Clear cold day, but since it was warmer than yesterday, “cold” didn’t come to mind when you stepped outside. When you detect that it is warmer, that word somehow overrides the word Cold. Someone asks you what it’s like out there, you say “okay!” Or “better.”
The way we constantly adjust these terms up here to deal with the reality is one of those interesting things about humans, and unnerving. You adapt to a new reality because you have to, and then you start to inhabit it, accept its vocabulary and definition. I’m watching a TV show set in Weimar-era Germany, and while the Nazis are still on the margins, the way people throw around new acronyms and political situations shows how eager people are to show they can roll and adapt. To do otherwise is to be outside of the currents of the day, and who’d want that?
Well, perhaps those who refer to observe the tumult from the banks, rather than be dashed against the rocks downstream, perhaps. But the stream floods the banks, and you step back, and step back again, and eventually your back is against the wall, and you think: who built a wall out here? This is stupid. The entire metaphor falls apart. Someone will ask “how far does the wall extend? Miles and miles in either direction, so you can’t escape the flood of societal change? Was it some Army Corps project? Anyway, have you been standing on the banks for days, constantly moving back as the water rose? Do you have a job? Didn’t you see the wall when you went down to the banks of the stream?
OKAY NEVER MIND ABOUT THE BACK TO THE WALL PART, JUST MAKING A POINT
So if the flood of societal change doesn’t trap you against a wall, eventually sweeping you along and hurling you into the rocks of doom, then you can, maybe, run? Did you drive to the banks? Car’s probably dry. No one steps back and back and back as the water rises, pausing to let it sweep over their feet again before thinking “gosh, societal change has certainly accelerated, I’d better step back a foot and then stop.” No, at a certain point you have to think about your car. Maybe you should get in the car and drive somewhere safe, like a lighthouse.
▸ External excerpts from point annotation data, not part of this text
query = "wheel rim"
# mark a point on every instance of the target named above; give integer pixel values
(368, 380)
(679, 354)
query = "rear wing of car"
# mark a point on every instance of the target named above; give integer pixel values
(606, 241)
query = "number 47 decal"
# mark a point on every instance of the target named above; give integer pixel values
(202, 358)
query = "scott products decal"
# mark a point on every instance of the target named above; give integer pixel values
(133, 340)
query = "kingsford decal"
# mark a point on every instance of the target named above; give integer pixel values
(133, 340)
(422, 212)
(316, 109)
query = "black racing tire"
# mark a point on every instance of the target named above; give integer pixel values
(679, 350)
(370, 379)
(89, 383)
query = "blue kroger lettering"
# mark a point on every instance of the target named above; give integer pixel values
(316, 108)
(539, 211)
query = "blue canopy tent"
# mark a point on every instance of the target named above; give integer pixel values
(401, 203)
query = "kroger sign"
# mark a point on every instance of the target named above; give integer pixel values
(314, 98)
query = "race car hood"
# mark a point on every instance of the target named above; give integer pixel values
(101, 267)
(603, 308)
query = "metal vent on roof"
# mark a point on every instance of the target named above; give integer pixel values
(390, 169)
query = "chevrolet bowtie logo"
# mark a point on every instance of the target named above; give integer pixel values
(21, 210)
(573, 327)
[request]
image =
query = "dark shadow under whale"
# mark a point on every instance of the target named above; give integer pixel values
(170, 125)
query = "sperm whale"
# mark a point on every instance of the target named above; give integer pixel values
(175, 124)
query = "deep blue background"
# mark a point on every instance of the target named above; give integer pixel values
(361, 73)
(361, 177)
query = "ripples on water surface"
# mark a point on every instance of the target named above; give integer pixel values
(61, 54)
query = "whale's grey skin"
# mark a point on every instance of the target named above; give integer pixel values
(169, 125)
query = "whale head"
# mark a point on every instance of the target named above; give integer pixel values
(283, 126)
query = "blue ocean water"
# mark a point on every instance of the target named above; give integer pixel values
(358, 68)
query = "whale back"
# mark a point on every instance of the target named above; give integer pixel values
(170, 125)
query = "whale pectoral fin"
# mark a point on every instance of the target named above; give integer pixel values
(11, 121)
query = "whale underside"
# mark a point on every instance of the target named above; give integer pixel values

No one ever drowned in the top of a lighthouse.
JUST FORGET I SAID ANYTHING
Although if you were coming down the steps of a lighthouse and slipped and fell, and water had flowed into the ground floor, you could drown. But it would probably be the fall that killed you. Then again there wouldn’t be flooding from the stream on the bottom floor of a lighthouse; they’re near the sea, usually elevated. The water would probably come from a storm surge, and that’s an entirely different analogy.
HEY SORRY I HAVE TO TAKE THIS CALL, I’LL TALK TO YOU LATER
Okey doke
Anyway, it’s warmer, but when you look at it, it’s also colder.
Got tacos at a new neighborhood joint. Charming little place.
Can't sit down and eat, of course. That would be DEATH. There are skulls painted on the wall to warn you!
Every time you look around, there’s a new taco shop. But they’re not the old style taco shops, where you got a dollop of glistening ground beef topped with flavorless lettuce and mild cheddar. I remember when Taco John’s first came to Fargo; it was like nothing else. What am I tasting here? Pepper? Is this legal? Now 86% of new restaurants serve tacos, but with a twist: THEY ARE GOOD
I think I ate cactus tonight. I’m not sure. The sauce was earth’s-core hot, and when I stepped outside the sweat of my brow froze.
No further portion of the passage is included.